Jay O'Callahan is a prominent American storyteller for people of all ages. He has performed at numerous national and international storytelling festivals, in theaters worldwide, and on the radio. He performs almost exclusively material of his own authorship. He has recorded many of his oral stories and has written picture books based on several of his tales. O'Callahan is best known for his large-scale oral stories that present the texture of a culture and a time in history through the perceptions of a central narrative character.
O'Callahan's storytelling style is generally quiet and understated. His performances do not use props, sets, costumes, dramatic movement or instrumental music. He has a spellbinding ability to embody through the cadence of words his central characters (young and old, male and female), evoking soundscapes of seemingly ordinary life, with something epic and magical flickering just around the edges.
==Biography==
O'Callahan grew up in Brookline, Massachusetts, near the many hospitals of the Boston Longwood Medical Area, in a neighborhood which he has fictionalized in his stories as Pill Hill. He is the son of Edward J. and Helen Gately O'Callahan, two teachers who founded the Wyndham Secretarial and Finishing School on Marlborough Street in Boston's Back Bay, a women's secretarial college that sought to teach not only clerical skills but a broader liberal education. In the mid-1940s, his parents bought a 32-room mansion in Pill Hill built in 1883 for Charles Storrow and landscaped by Frederick Law Olmsted. As O'Callahan put it:

They didn't have any money, they were teachers. But nobody wanted those big old houses because nobody wanted to heat them. So my parents bought it and didn't heat it."
His childhood neighbors, parents, and other relatives figure prominently in many of his stories.

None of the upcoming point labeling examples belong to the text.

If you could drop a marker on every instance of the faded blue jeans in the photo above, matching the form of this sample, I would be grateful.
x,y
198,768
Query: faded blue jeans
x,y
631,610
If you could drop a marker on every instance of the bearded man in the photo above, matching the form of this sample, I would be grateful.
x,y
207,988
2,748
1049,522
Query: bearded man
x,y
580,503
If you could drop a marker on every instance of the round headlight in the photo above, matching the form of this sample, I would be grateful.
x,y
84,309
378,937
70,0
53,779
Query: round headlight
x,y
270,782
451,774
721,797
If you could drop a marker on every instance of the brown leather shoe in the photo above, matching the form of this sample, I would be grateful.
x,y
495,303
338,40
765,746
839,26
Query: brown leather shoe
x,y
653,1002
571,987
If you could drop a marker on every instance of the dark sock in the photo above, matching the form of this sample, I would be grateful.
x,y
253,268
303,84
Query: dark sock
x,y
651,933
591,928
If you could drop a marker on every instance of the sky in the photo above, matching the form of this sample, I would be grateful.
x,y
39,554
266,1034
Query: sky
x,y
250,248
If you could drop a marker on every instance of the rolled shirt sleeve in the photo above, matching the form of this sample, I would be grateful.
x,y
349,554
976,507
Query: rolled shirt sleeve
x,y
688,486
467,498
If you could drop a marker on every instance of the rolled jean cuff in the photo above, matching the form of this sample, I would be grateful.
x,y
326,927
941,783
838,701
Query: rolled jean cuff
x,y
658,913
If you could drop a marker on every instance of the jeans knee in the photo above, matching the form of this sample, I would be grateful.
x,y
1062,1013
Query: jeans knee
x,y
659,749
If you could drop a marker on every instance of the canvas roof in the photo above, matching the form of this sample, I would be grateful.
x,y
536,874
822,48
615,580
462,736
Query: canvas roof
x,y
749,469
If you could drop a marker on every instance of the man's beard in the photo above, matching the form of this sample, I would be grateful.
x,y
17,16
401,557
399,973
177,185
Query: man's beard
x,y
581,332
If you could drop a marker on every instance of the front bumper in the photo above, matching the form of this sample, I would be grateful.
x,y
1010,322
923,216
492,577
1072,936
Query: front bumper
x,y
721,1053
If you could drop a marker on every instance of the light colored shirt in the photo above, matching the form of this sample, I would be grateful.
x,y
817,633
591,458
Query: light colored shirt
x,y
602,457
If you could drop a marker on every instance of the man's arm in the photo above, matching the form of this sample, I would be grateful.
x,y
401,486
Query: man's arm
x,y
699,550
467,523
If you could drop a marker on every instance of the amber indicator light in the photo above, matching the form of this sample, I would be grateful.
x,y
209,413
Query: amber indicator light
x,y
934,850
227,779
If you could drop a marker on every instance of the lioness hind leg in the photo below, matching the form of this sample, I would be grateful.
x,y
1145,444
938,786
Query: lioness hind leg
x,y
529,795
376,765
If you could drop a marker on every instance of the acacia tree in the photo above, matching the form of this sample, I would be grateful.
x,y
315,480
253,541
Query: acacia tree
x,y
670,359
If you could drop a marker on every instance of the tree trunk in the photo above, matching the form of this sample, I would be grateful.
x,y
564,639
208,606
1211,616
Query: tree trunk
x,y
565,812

After graduating from the College of the Holy Cross and unsuccessful attempts at law school and writing novels, O'Callahan found his voice as a professional storyteller in the 1970s, one of the early proponents of what has been called the American Storytelling Renaissance. He came to national prominence in 1980 with his first appearance at the National Storytelling Festival. In 1996 he was inducted into the Circle of Excellence by the National Storytelling Association (now National Storytelling Network). Jay and his wife Linda are the parents of two children, Ted and Laura. They live in Marshfield, Massachusetts.